P-calprotectin and the other biomarkers did not differ considerably in performance based on sex, age, co-morbidity, and source of infection, and there was no clear difference in p-calprotectin levels between bacterial and viral infection. However, there were very few viral infections, and this made the numbers difficult to interpret. This was also the case for CRP, PCT, and NLR, and may be due to the small number of patients with viral infection in our study. Also, to be noted, the calprotectin distribution was not related to blood culture positivity/negativity (Table 2), but blood cultures are only positive in 30%–40% of sepsis patients, even though these patients are diagnosed as having bacterial infection [31]. Faecal calprotectin has been shown to be affected by immunosuppression [32], but we found no difference in p-calprotectin levels in patients with or without immunosuppression.

Patients initially transferred to ward units, who were subsequently transferred from ward to ICU/HDU within 12–72 h from presentation, had initial high p-calprotectin levels. This finding indicates that a stable patient who does not require ICU/HDU transferral from ED, but who has a high p-calprotectin level, may have an increased risk of subsequent requirement of ICU/HDU transferral. The prognostic properties of p-calprotectin should be further studied.
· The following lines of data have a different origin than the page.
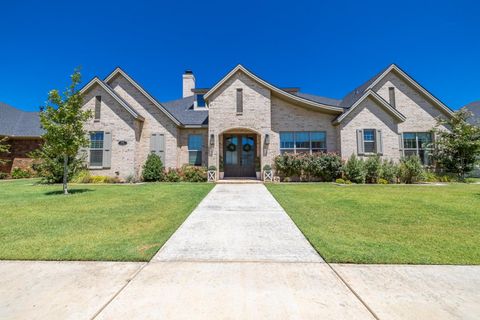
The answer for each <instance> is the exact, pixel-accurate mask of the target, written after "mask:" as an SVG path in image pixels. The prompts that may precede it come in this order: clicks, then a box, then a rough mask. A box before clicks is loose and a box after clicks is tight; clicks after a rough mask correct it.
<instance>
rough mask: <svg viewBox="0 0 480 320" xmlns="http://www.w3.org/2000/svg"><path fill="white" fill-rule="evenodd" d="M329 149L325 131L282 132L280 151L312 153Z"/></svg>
mask: <svg viewBox="0 0 480 320" xmlns="http://www.w3.org/2000/svg"><path fill="white" fill-rule="evenodd" d="M326 151H327V135H326V133H325V132H324V131H298V132H280V153H286V152H290V153H312V152H326Z"/></svg>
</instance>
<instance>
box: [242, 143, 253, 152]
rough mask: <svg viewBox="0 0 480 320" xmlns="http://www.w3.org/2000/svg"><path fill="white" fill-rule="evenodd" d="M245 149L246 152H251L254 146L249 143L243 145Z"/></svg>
mask: <svg viewBox="0 0 480 320" xmlns="http://www.w3.org/2000/svg"><path fill="white" fill-rule="evenodd" d="M243 151H245V152H250V151H252V146H251V145H249V144H244V145H243Z"/></svg>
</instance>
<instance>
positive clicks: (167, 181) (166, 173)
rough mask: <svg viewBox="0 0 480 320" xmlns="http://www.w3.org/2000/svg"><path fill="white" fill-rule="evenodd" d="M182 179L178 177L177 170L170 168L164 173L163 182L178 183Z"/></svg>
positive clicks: (177, 172) (178, 172) (179, 175)
mask: <svg viewBox="0 0 480 320" xmlns="http://www.w3.org/2000/svg"><path fill="white" fill-rule="evenodd" d="M181 180H182V177H181V176H180V173H179V170H178V169H176V168H170V169H168V171H167V172H166V173H165V181H167V182H180V181H181Z"/></svg>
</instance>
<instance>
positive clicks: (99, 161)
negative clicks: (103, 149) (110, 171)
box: [90, 131, 103, 167]
mask: <svg viewBox="0 0 480 320" xmlns="http://www.w3.org/2000/svg"><path fill="white" fill-rule="evenodd" d="M90 166H91V167H101V166H103V131H95V132H90Z"/></svg>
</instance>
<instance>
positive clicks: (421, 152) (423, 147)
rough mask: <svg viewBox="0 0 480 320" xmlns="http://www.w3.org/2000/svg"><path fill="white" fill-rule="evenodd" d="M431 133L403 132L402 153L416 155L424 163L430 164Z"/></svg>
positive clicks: (430, 154)
mask: <svg viewBox="0 0 480 320" xmlns="http://www.w3.org/2000/svg"><path fill="white" fill-rule="evenodd" d="M432 142H433V139H432V133H431V132H404V133H403V155H404V156H406V157H408V156H413V155H416V156H418V157H419V158H420V161H422V163H423V164H424V165H431V164H432V157H431V154H432V152H431V151H432V147H433V146H432Z"/></svg>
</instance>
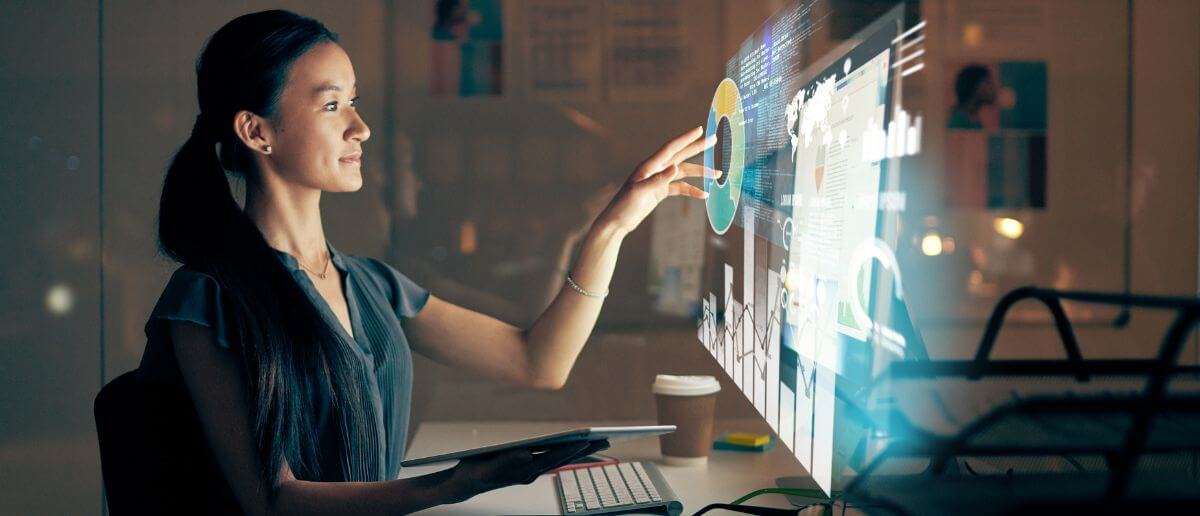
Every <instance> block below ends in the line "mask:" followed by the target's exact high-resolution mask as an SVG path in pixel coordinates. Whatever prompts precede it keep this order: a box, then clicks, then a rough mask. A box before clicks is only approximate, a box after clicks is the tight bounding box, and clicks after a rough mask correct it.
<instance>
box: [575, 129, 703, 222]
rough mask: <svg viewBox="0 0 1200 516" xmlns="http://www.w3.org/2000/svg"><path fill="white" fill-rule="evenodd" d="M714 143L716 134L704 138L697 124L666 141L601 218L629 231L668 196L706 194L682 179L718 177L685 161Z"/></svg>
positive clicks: (605, 211)
mask: <svg viewBox="0 0 1200 516" xmlns="http://www.w3.org/2000/svg"><path fill="white" fill-rule="evenodd" d="M715 143H716V137H715V136H709V137H708V138H704V130H703V127H696V128H694V130H691V131H688V132H685V133H683V134H680V136H678V137H677V138H674V139H672V140H671V142H667V143H666V145H662V148H660V149H659V150H658V151H656V152H654V155H652V156H650V157H648V158H647V160H646V161H643V162H642V164H640V166H638V167H637V169H636V170H634V173H632V174H631V175H630V176H629V180H626V181H625V184H624V185H623V186H622V187H620V190H619V191H618V192H617V194H616V196H613V198H612V200H611V202H610V203H608V206H607V208H605V210H604V212H601V214H600V216H599V217H598V221H604V222H611V223H613V224H614V226H616V227H617V228H619V229H622V230H623V232H625V233H630V232H632V230H634V229H636V228H637V226H638V224H641V223H642V221H643V220H646V217H647V216H649V215H650V212H652V211H654V209H655V208H658V205H659V203H661V202H662V199H666V198H667V197H671V196H686V197H692V198H696V199H704V198H707V197H708V194H707V193H704V191H703V190H701V188H698V187H696V186H694V185H690V184H688V182H684V181H682V179H685V178H718V176H720V175H721V172H720V170H713V169H710V168H707V167H704V166H700V164H694V163H684V161H686V160H688V158H690V157H692V156H695V155H697V154H700V152H703V151H704V150H706V149H708V148H710V146H713V145H714V144H715Z"/></svg>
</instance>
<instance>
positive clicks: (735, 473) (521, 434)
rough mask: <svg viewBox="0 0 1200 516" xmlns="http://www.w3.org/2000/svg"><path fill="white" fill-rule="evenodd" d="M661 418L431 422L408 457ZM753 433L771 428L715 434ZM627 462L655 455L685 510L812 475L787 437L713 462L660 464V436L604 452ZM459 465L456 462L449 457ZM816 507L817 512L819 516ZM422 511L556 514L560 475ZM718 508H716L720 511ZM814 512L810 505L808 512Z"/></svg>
mask: <svg viewBox="0 0 1200 516" xmlns="http://www.w3.org/2000/svg"><path fill="white" fill-rule="evenodd" d="M653 424H654V421H560V422H514V421H467V422H426V424H422V425H420V426H419V427H418V430H416V436H415V437H414V438H413V445H412V448H410V449H409V450H408V454H407V456H408V457H427V456H430V455H436V454H444V452H450V451H456V450H462V449H467V448H476V446H485V445H488V444H496V443H503V442H508V440H516V439H521V438H527V437H533V436H539V434H545V433H552V432H559V431H564V430H571V428H580V427H588V426H622V425H653ZM733 430H738V431H750V432H760V433H768V432H769V428H768V427H767V425H766V422H763V421H761V420H718V421H716V422H715V427H714V433H715V434H718V436H719V434H720V433H722V432H726V431H733ZM602 454H604V455H611V456H613V457H617V458H619V460H620V461H623V462H631V461H655V462H656V464H658V467H659V470H661V472H662V476H664V478H666V480H667V482H668V484H671V488H672V490H674V492H676V494H677V496H678V497H679V499H680V500H682V502H683V505H684V514H694V512H696V511H698V510H700V509H701V508H703V506H704V505H708V504H710V503H730V502H733V500H734V499H737V498H738V497H740V496H743V494H746V493H749V492H751V491H754V490H758V488H763V487H775V479H776V478H779V476H796V475H803V474H805V472H804V469H803V468H802V467H800V463H799V461H797V460H796V457H794V456H792V455H791V452H790V451H788V450H787V446H784V445H782V444H780V443H775V445H774V446H772V449H770V450H769V451H767V452H745V451H724V450H713V452H712V455H710V456H709V458H708V464H707V466H701V467H674V466H666V464H662V463H661V462H658V461H659V458H660V454H659V439H658V438H653V439H636V440H625V442H618V443H613V444H612V448H610V449H608V450H605V451H602ZM450 464H452V463H450ZM446 466H448V464H430V466H420V467H412V468H403V469H401V474H400V476H401V478H412V476H420V475H425V474H428V473H433V472H437V470H440V469H445V468H446ZM752 503H754V504H755V505H768V506H775V508H788V506H791V505H788V504H787V500H786V499H785V498H784V497H782V496H779V494H762V496H760V497H757V498H755V499H754V500H752ZM820 510H821V509H820V508H814V510H812V512H811V514H820V512H818V511H820ZM419 514H422V515H488V516H492V515H498V514H541V515H557V514H559V509H558V493H557V492H556V490H554V479H553V475H542V476H541V478H539V479H538V480H535V481H534V482H533V484H530V485H527V486H526V485H518V486H510V487H505V488H500V490H496V491H491V492H487V493H484V494H480V496H478V497H475V498H472V499H469V500H467V502H463V503H461V504H455V505H442V506H437V508H432V509H428V510H425V511H421V512H419ZM714 514H716V512H714ZM805 514H808V511H805Z"/></svg>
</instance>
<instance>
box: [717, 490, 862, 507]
mask: <svg viewBox="0 0 1200 516" xmlns="http://www.w3.org/2000/svg"><path fill="white" fill-rule="evenodd" d="M758 494H791V496H794V497H805V498H815V499H821V500H829V499H834V498H838V497H840V496H841V492H840V491H834V492H833V493H832V494H833V497H832V498H830V497H827V496H826V494H824V492H823V491H821V490H799V488H788V487H769V488H766V490H758V491H754V492H751V493H750V494H746V496H744V497H742V498H738V499H736V500H733V503H732V504H731V505H740V504H742V503H743V502H745V500H749V499H750V498H754V497H757V496H758Z"/></svg>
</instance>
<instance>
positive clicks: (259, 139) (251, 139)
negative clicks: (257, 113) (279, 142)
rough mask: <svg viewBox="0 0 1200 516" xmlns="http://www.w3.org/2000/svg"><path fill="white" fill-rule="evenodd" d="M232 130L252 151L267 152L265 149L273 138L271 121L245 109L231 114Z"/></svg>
mask: <svg viewBox="0 0 1200 516" xmlns="http://www.w3.org/2000/svg"><path fill="white" fill-rule="evenodd" d="M233 132H234V134H236V136H238V139H240V140H241V144H242V145H246V148H248V149H250V150H251V151H252V152H259V154H269V152H266V150H265V149H266V148H268V146H269V145H270V144H271V140H272V139H275V131H274V128H272V127H271V122H270V121H269V120H266V119H264V118H262V116H259V115H256V114H253V113H251V112H248V110H245V109H242V110H240V112H238V114H235V115H234V116H233Z"/></svg>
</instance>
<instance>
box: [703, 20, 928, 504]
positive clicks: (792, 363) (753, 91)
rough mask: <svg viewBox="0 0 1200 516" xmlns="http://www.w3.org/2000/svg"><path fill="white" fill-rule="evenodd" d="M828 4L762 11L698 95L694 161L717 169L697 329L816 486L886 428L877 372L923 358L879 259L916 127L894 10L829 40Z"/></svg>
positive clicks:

Looking at the ED sample and day 2–3 sample, p-calprotectin and NLR showed decreasing levels, whereas CRP and PCT increased (Fig. 5). This may reflect different inherent kinetics of the biomarkers. Our findings differ from those of Bartakova et al., and Simm et al. [16, 18]. In Bartakova et al.´s study, all biomarkers had the same dynamics as those we found for calprotectin and NLR [18]. However, in the study by Simm et al., only CRP had the same pattern as calprotectin [16]. This may reflect different timing of sampling and a more heterogeneous group of patients in our study compared with the study by Simm et al. Since calprotectin increases early during infection, it could perhaps be an interesting biomarker in pre-hospital care settings. Further studies will be needed to define its exact role.

This study has several strengths. First, our study cohort was well characterized and clinically stratified for suspected sepsis, since all patients had triggered the sepsis alert in the ED. Thus, all patients, even those who did not have any infection, had high triage scores due to severe illness. Second, all samples were collected upon presentation in the ED, before initiation of treatment. Therefore, confounding effects of treatment were minimized.

The study also has limitations. The study did not include sepsis alert patients without written informed consent, including 35 patients who died during their hospitalisation. Possibly, inclusion of such patients would have changed the results.

Conclusion

In sepsis alert patients, p-calprotectin was elevated in those who a multidisciplinary team decided to transfer immediately to the ICU/HDU. P-calprotectin was superior to traditional biomarkers in predicting the need for ICU/HDU care. Thus, adding the results of the present study to previous studies, p-calprotectin appears to be a useful biomarker in the management of sepsis.